The Continuous Integration process is a continuous effort that extends from the developer's environment to the deployment of binaries and configuration changes in production machines. The goal of this is to have an early and automated feedback loop on the submitted changes and catch bugs before they reach production. The sooner feedback can be provided, the better. This is crucial to improve developer productivity, confidence in the correctness of release and reducing operational problems.

Dependencies#

The CTA project does not exist in a vacuum: in addition to testing changes to the software itself, it must also be integrated against external dependencies. We can classify external dependencies into two categories: core and operational.

Core dependencies are pieces of software that directly interact with the CTA workflows but are not developed or maintained by the CTA team. An example of this is EOS and its respective software stack.
Operational dependencies include all other software not directly tied to CTA, from the core OS libraries needed for running the machines to monitoring.

Core dependencies are first tested in the early stages of the CI process. It is important to note that we do not currently 'continuously integrate' these core dependencies against the their latest releases, but only periodically jump to newer versions when they have been stable for some time. To do this, we follow the same CI workflow as for code changes.

Operational dependencies are first partially checked during the stress testing and fully checked in pre-production. Any machine from stress test to production environments is centrally managed. In contrast, developer machines and CI runners are not managed this way, so the surrounding software may not be exactly the same.

Continuous Integration Flow#

Figure 1 shows how a change to any of the aforementioned components is integrated and the steps this change will go through until it reaches production.

CI_Flow

Figure 1. Continuous Integration Flow.

Local Development The integration process starts with the local changes done by a developer, at this stage, the first step is usually to test the changes by compiling the source code and running unit tests. In addition, system tests can be set up and run locally for faster iteration in cases where unit tests are not sufficient. When the developer considers that the changes are ready, they are pushed to the GitLab repository, triggering the GitLab CI pipelines.

GitLab CI Pipelines The GitLab CI pipelines ensure that the submitted code is in a healthy state; this means it is statically checked, compiled and thoroughly tested. This process takes around 40 minutes and can take up to several hours in case of resource contention. Once the pipeline is green and the changes have been reviewed, they are merged into the main branch. The commits are then typically included in the next batch of changes for the next release. Additional details on the pipelines can be found in the page on GitLab Pipelines.

Stress Test When it is time for a new release, a commit in the main branch is tagged and the binaries for that tag are compiled (see Tagging Release). The first step after tagging is to stress test the binaries, to check that no change in the batch will affect the performance once deployed. It might be the case that the stress test is unsuccessful, i.e. there is a performance drop compared to previous versions. In this case, the reason for this must be investigated and the offending commit must be reverted for that release, or fixed and merged back into the main branch before re-tagging.
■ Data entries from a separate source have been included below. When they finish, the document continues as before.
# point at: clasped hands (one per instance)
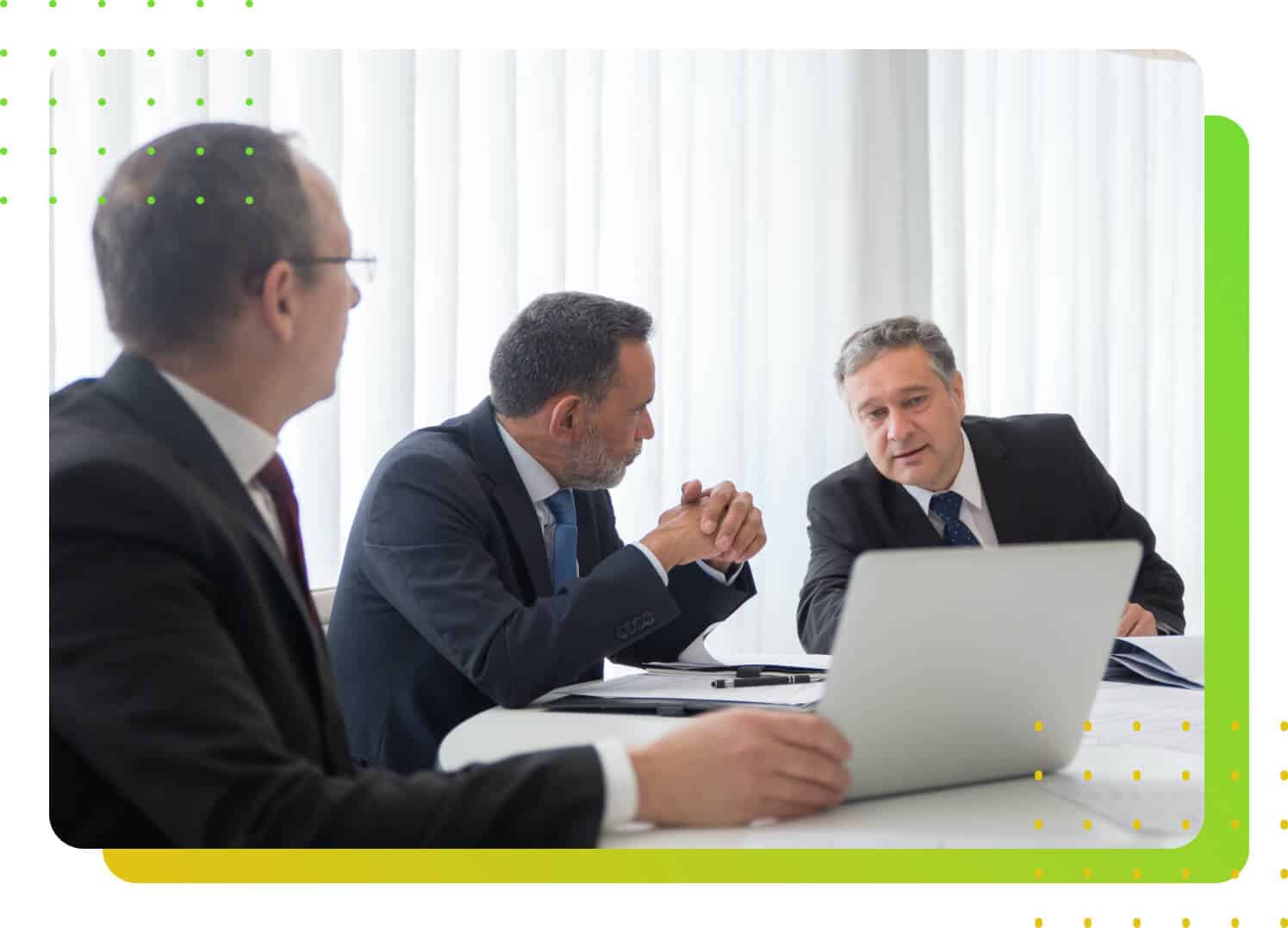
(719, 525)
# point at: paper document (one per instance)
(1131, 663)
(655, 688)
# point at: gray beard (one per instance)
(591, 468)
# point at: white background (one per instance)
(51, 883)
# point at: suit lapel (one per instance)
(1001, 489)
(911, 525)
(135, 383)
(512, 496)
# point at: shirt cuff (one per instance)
(652, 559)
(726, 579)
(621, 790)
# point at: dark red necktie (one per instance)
(277, 481)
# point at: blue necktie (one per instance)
(949, 507)
(564, 509)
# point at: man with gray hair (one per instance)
(484, 567)
(936, 476)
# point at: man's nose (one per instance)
(898, 426)
(645, 427)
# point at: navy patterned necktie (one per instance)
(949, 507)
(564, 509)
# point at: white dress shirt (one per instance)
(974, 506)
(249, 447)
(246, 446)
(621, 790)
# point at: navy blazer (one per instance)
(1042, 483)
(191, 701)
(445, 605)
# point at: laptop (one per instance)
(956, 665)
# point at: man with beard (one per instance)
(484, 567)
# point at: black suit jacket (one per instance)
(191, 701)
(1042, 483)
(445, 605)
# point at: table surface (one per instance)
(976, 816)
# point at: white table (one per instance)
(994, 815)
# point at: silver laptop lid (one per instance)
(946, 659)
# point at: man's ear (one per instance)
(276, 302)
(566, 416)
(959, 390)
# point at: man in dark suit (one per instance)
(484, 566)
(934, 476)
(191, 695)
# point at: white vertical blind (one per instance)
(1045, 208)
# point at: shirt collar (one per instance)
(536, 480)
(966, 483)
(246, 446)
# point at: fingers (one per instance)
(712, 509)
(812, 732)
(751, 535)
(1136, 621)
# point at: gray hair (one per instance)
(867, 343)
(562, 342)
(177, 240)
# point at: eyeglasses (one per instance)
(361, 268)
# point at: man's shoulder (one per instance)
(856, 478)
(1040, 431)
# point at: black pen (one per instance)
(764, 681)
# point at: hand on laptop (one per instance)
(739, 764)
(1136, 620)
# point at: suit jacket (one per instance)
(445, 605)
(1042, 483)
(191, 700)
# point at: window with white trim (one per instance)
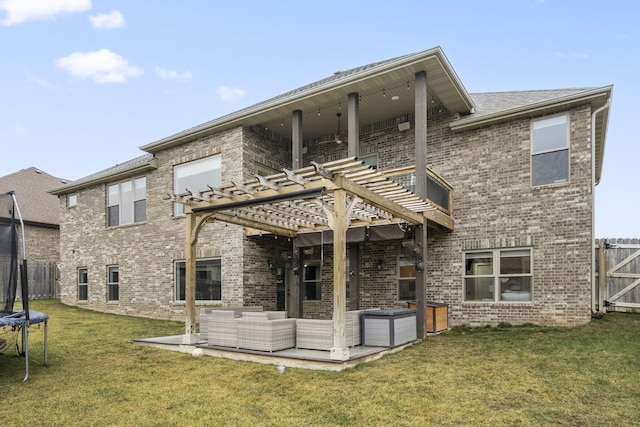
(113, 283)
(406, 279)
(127, 202)
(196, 176)
(370, 160)
(499, 275)
(83, 284)
(550, 150)
(208, 280)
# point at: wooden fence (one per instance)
(618, 274)
(42, 278)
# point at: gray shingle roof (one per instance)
(494, 102)
(31, 186)
(120, 170)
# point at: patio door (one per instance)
(284, 294)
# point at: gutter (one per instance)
(595, 182)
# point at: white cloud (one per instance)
(103, 66)
(19, 11)
(107, 22)
(173, 75)
(230, 94)
(582, 56)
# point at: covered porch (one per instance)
(334, 201)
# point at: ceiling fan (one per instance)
(340, 137)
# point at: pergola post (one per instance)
(353, 125)
(190, 336)
(421, 191)
(339, 351)
(296, 139)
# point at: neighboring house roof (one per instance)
(31, 188)
(122, 170)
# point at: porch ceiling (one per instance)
(386, 91)
(298, 201)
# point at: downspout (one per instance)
(593, 203)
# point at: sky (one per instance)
(84, 83)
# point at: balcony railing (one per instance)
(439, 192)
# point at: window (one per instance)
(509, 271)
(370, 160)
(208, 280)
(113, 283)
(127, 202)
(550, 151)
(83, 284)
(406, 279)
(195, 176)
(312, 281)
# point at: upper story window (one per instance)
(370, 160)
(499, 275)
(195, 176)
(113, 283)
(550, 151)
(83, 284)
(127, 202)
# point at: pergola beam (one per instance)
(373, 198)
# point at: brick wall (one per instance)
(43, 243)
(493, 203)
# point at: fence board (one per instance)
(622, 265)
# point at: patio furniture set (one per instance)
(250, 328)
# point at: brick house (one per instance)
(507, 234)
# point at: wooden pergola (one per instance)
(331, 196)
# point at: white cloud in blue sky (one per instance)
(173, 75)
(103, 66)
(107, 22)
(231, 94)
(20, 11)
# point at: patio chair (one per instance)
(223, 328)
(266, 331)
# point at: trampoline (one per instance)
(13, 270)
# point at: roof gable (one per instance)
(31, 187)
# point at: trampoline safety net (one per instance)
(13, 262)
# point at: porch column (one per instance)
(421, 134)
(421, 191)
(339, 351)
(353, 125)
(296, 287)
(354, 281)
(296, 139)
(190, 278)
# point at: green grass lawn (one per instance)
(512, 376)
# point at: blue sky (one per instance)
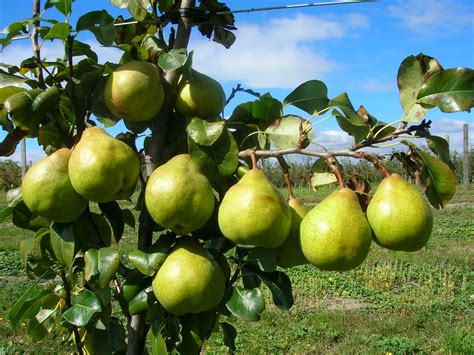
(353, 48)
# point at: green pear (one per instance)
(254, 212)
(291, 253)
(335, 236)
(199, 96)
(47, 190)
(190, 280)
(102, 168)
(134, 91)
(178, 196)
(399, 216)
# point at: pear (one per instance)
(47, 190)
(134, 91)
(253, 212)
(291, 253)
(102, 168)
(399, 216)
(190, 280)
(178, 196)
(199, 96)
(335, 236)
Preproduction If the stress test is successful, we deploy the binaries into the pre-production environment. This is the first environment in the workflow that includes real tape hardware. In pre-production, we perform manual tests of changes that would be too costly to implement or cannot be tested directly in virtualized environments.

QA Before new changes reach production, there is an additional buffer zone, QA. This is a small subset of the production machines. For the tape servers we select a few per logical library; in the case of the frontend the dedicated operations instance serves as QA, while the main frontend is the one in the production environment. It is important to note that changes that make it to QA can affect live core components of the architecture such as the SchedulerDB or the Catalogue. This is due to the fact that their state is persistent and shared between these two stages.

Production If all this completes successfully, the changes will be fully deployed in production.

Directory Structure#

The Gitlab's CI specification files define the stages and jobs that will be triggered for a given set of inputs, i.e., type of pipeline and configured options. They can be found in:

GitLab's CI specification files define the stages and jobs that are triggered for a given set of inputs, i.e., the type of pipeline and configured options. They can be found in:

.gilab-ci.yml
.gilab/ci/

The continuousintegration/ directory contains all the files necessary for development and automation workflows, including build scripts, container configurations, orchestration tools, release processes, and utility scripts for the CI pipeline. It contains the following subdirectories

build/: Files for building the CTA software
checks/: Collection of scripts that perform validation checks within the CI pipeline
danger/: Files for the Danger bot
docker/: Docker files and content to build the docker images
orchestration/: Files to set up a local development cluster and all the tests that can run on this.
release/: Scripts used by the CI pipeline when doing a new release of the CTA software
utils/: Collection of utility scripts
build_deploy.sh: The main script used for development: builds the project, the corresponding Docker image and deploys a local CTA test instance. See the docs on development commands for more details.
deploy.sh: Convenience wrapper script for easily locally deploying a given CTA image.